Genetic alterations and mutational status is crucial for GISTs optimal target therapy. About 80%-85% of GISTs have mutation in KIT genes, 10% of GISTs have mutations in PDGFRα, while the remaining 10%-15% GISTs are wild type due to the lack of mutations in either of these genes[6]. Particularly, PDGFRα and wild type GISTs have a lower response rate or resistance to the target therapies with tyrosine kinase inhibitors, depending on the specific mutational status[1,6].

Few data exist regarding the association between CT imaging features and mutations in GISTs[57,58]. The performance of radiomics features and radiologists visual analysis for the differentiation of GISTs with and without KIT exon 11 mutations have been explored by Xu et al[41] in a study cohort and validation group of 69 and 17 GISTs, respectively. In that investigation, the standard deviation was strongly correlated with absence of KIT exon 11 mutations, and achieved an AUROC of 0.904-0.962. Contrarily, there was no statistically significant differences in the visual ratings of lesions heterogeneity between GISTs with and without KIT exon 11 mutations. Further researches are needed to correlate the radiomics signature with the genomics patterns of mutational status (known as radiogenomics analysis[15]) in order to provide reliable information to guide the most appropriate treatment, especially in advanced GISTs that are not suitable for surgical resection.

LIMITATIONS AND FUTURE DIRECTIONS

Although radiomics has an enormous research potential for the improvement of quantitative tumors evaluation, there are some limitations that challenges its application in everyday clinical practice. Standardization of methodology is the primary problem for radiomics analysis. Differences in imaging acquisition, features extraction, and radiomics software challenge the comparisons between studies and the repeatability or application of radiomics models in different populations. All the current published studies on radiomics of GISTs are retrospective and mostly performed in single centers. The lack of standardization in CT and MRI acquisition is another major problem for radiomics assessment of GISTs. This latter is strictly related to the rarity of GISTs compared to other neoplasms, which require collection of imaging studies obtained during a long period of time. Moreover, the peculiar histopathological characteristics of GISTs, such as mitotic count and mutational status, require pathological diagnosis through resections specimens as reference standard for radiomics studies.

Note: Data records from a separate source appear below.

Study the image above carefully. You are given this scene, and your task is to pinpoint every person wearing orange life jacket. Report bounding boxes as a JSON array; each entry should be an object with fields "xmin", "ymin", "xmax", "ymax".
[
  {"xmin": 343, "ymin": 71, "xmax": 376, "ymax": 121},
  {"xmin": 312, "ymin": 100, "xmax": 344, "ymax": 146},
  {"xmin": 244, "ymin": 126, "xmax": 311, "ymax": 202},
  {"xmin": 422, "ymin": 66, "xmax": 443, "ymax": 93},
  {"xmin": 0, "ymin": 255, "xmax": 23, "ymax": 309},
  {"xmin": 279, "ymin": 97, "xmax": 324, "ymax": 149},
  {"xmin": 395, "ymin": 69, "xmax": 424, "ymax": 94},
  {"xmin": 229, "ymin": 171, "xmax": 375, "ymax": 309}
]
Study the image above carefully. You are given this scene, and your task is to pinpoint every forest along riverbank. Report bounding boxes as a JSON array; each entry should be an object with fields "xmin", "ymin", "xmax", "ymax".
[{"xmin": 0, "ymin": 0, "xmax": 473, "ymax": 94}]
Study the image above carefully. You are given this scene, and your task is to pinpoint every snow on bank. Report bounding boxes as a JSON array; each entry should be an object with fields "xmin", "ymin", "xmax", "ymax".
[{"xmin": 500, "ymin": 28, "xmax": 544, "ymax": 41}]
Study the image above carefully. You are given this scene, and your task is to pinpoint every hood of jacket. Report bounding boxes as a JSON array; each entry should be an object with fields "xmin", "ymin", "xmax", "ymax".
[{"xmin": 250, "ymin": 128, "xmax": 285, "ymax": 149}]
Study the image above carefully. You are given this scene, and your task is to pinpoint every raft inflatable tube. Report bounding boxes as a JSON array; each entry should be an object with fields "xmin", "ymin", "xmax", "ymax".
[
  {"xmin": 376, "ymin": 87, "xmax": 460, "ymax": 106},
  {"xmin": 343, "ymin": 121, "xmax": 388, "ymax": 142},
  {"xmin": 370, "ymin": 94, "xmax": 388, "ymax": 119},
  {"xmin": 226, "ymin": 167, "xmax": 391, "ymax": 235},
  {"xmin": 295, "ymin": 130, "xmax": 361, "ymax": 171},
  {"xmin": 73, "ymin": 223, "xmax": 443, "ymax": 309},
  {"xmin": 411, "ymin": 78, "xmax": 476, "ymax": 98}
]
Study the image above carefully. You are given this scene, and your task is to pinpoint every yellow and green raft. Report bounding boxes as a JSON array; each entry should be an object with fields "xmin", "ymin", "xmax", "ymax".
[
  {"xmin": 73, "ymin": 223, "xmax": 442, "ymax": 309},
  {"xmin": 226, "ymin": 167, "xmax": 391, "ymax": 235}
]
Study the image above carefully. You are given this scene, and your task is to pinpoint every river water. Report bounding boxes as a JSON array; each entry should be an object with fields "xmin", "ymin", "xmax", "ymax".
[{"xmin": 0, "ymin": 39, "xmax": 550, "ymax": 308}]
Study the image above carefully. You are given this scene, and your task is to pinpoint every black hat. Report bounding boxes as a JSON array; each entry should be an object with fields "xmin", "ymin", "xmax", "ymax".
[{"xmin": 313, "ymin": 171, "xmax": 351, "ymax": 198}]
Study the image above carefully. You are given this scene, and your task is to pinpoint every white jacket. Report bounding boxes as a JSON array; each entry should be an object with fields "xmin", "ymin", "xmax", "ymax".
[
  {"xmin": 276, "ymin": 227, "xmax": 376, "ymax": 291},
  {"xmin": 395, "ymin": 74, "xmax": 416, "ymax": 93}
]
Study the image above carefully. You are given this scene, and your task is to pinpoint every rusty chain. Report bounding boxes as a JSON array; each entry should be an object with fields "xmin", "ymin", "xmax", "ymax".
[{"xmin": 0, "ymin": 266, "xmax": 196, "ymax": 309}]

The evaluation of treatment response after tyrosine kinase inhibitors therapy needs also the be further investigated. Indeed, the response to target therapy may occur even without reduction of tumor size[58]. As consequence, Choi criteria[59], based on the measurements of CT attenuation values, have been adopted for the evaluation of treatment response in patients undergoing target therapies. The added values of radiomics in the imaging evaluation of treatment response is currently underexplored and may be investigated in futures studies.

Further prospective multicentric studies will be needed to validate the optimal diagnostic performance of radiomics models provided by retrospective analysis. Future works are also warranted for optimization and standardization of radiomics software, imaging acquisition, features extraction and models analysis.

CONCLUSION

Radiomics is emerging as a promising tool for quantitative evaluation of GISTs, with excellent diagnostic performance for the differential diagnosis with other gastrointestinal neoplasms, prediction of risk stratification, and evaluation of mutational status. Future implementation of radiomics models in clinical practice may provide additional information from radiological images that will be helpful to guide patients management and more tailored treatments.